Allowing the board the option to raise a couple of million dollars could be critical for a district that has been diligent in its efforts to be leaner as funding has diminished, Blavatt said.
"It would help us at least continue to maintain the levels that we're at," he said.
Board member James Yant said he's hopeful the referendum will pass but is not optimistic. Hernando residents are hurting financially, whether they are part of the working class, the unemployed, or retirees on fixed incomes, he said.
"It's hard to ask people for money," Yant said. "They really don't trust the politicians. I believe if they trusted us a little more, they would be more receptive to us asking. But you can't establish credibility just by saying something. You have to have a proven history, a record of doing the right thing."
Joe Vitalo, president of the Hernando Classroom Teachers Association, said the union is not actively campaigning to convince voters to do approve the measure.
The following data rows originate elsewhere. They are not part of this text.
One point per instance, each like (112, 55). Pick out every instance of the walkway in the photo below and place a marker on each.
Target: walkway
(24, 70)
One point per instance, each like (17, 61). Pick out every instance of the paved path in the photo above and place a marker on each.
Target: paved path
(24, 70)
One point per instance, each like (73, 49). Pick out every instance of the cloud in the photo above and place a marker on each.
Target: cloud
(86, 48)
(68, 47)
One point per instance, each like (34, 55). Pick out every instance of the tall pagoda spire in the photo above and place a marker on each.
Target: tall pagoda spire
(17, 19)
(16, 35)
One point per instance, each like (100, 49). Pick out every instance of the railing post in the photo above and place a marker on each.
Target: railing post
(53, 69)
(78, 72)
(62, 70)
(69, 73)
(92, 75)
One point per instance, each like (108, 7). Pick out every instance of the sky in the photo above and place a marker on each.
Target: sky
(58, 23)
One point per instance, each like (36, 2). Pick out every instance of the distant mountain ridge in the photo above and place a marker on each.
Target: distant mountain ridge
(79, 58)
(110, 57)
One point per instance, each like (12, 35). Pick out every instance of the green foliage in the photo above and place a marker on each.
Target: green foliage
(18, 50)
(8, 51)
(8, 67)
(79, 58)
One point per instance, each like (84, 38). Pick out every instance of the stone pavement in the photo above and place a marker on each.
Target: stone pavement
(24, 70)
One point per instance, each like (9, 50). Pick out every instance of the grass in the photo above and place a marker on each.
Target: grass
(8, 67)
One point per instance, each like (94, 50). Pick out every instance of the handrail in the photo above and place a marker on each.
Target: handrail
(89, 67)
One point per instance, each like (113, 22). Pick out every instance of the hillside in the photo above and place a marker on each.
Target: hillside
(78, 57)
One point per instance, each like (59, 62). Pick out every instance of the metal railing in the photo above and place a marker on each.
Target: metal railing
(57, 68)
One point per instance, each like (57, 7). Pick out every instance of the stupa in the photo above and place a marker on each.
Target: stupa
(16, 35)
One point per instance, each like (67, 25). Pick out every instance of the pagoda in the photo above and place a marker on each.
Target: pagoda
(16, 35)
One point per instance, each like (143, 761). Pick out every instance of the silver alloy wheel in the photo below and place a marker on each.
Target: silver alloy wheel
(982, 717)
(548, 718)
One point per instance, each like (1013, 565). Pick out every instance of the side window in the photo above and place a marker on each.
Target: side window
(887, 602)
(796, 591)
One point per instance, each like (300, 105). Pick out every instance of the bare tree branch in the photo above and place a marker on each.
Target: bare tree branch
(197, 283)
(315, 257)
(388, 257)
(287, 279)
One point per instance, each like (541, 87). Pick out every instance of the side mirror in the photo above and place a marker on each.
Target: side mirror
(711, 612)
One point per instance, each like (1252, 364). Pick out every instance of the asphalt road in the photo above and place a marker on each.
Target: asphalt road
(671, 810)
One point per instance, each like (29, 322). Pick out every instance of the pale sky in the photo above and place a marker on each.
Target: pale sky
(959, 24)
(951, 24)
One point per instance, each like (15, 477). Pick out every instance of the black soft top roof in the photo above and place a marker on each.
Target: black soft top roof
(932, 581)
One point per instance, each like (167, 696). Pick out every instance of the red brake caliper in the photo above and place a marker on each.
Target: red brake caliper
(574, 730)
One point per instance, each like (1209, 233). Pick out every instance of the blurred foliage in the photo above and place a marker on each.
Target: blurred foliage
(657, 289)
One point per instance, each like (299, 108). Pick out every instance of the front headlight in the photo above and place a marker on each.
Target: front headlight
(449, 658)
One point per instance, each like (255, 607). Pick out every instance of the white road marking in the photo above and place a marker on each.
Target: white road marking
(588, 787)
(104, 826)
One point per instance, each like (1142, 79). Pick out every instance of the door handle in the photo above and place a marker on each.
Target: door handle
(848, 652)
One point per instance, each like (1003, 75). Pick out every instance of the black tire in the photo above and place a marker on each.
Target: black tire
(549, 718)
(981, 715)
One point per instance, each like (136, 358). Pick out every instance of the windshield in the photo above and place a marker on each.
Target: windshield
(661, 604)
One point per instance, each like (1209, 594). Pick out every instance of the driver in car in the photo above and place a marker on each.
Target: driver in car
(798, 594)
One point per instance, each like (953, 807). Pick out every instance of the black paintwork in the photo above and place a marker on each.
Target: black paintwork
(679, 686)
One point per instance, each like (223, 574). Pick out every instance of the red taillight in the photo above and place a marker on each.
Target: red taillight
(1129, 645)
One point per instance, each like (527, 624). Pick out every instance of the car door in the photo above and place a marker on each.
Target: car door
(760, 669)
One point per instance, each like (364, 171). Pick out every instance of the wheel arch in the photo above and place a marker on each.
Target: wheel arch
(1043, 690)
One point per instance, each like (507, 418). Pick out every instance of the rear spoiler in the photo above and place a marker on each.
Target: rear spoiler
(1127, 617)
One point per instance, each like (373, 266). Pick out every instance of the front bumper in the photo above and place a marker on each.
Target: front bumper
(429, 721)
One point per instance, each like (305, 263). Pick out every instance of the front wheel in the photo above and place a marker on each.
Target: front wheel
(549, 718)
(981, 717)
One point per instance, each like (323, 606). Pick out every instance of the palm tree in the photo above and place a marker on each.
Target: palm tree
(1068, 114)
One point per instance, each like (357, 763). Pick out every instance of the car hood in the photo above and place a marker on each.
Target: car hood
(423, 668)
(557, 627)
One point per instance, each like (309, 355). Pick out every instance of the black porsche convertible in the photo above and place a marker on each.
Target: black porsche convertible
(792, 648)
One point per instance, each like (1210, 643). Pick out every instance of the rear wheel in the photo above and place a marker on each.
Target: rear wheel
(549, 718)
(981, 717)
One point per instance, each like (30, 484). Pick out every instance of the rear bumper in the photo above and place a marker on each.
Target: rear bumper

The levy would help provide a good cushion for the district, though, Vitalo and the Hernando School Board has shown the kind of record that Yant talked about by refusing to raise the tax rate even in the face of a big deficit, Vitalo said. Two of three incumbents were re-elected in August. If Sandra Nicholson wins a runoff next week, the same board will be in place for the next two years.
If the voters do pass the referendum, "the only way that quarter mill is going to be approved (by the board) is if the budget is so broken that there are no resources and nothing left to trim and you have to go to your safety net," Vitalo said.
Skeptical voters like Cindy Hall of Weeki Wachee will likely be hard to convince.
Hall voted early — and against the tax levy referendum. One of her son's graduated from Central High last year and another is dually enrolled at Central and Pasco-Hernando Community College, and Hall said the district has not done everything to cut out "massive waste."
"When it truly becomes about the kids, I'll truly give my money with a glad heart," Hall said.
Blavatt said he appreciates that perception, but it is perception, not reality. Some 86 percent of the general fund is spend on personnel, and the district is lean there, he said.
"The bottom line if we had a third party researcher come in, which we can't afford to do, they would find we're extremely efficient in most areas, and there isn't a lot of fat here," he said.